SAKD: Sustainable Agriculture using Knowledge Graphs and Deep Learning
Assigned to: Armin Hohenegger | Level: Bachelor
This thesis was chosen as one of the finalists for the best student thesis award.
The change in climate, depleting soil quality and the increase in the world population has raised concern about food security. Even the United Nations (UN) has included it as one of the Sustainable Development Goals (SDG) 2030. Agricultural sustainability is required to address this alarming situation and, achieving UN SDG. Disruptive technologies can contribute to agricultural sustainability in the modern era. However, agricultural sustainability is not an easy task due to the complexities of the agricultural ecosystem. Although there have been studies on the use of artificial intelligence (AI) (e.g. machine learning and deep learning) and the Internet of Things (IoT) for smart agriculture, there is a lack of research on Smart Sustainable Agriculture (SSA). Complications such as fragmented agricultural processes, interoperability, and a large volume of generated data add to the complexity, posing an ongoing challenge to sustainable agriculture. Semantic technologies, on the other hand, can be used to transform fragmented raw data into knowledge through knowledge graphs and ontologies.
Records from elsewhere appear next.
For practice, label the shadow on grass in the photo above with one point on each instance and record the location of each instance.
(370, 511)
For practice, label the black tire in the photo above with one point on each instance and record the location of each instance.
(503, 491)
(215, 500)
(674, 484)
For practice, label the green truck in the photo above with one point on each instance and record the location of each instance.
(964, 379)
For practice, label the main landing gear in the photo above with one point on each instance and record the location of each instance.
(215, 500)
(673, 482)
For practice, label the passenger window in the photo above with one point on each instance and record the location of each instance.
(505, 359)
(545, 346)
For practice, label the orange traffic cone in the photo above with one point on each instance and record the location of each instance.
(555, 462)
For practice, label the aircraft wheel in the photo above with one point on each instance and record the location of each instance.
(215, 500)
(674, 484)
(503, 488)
Semantic technology further enables interoperability and can aid machine learning by providing contextual information. Besides, machine learning and deep learning techniques can be used to discover hidden patterns and make predictions based on the discovered patterns. Therefore, this project aims to integrate semantic technology and deep learning techniques, utilising the best of both to address the issue of agricultural sustainability.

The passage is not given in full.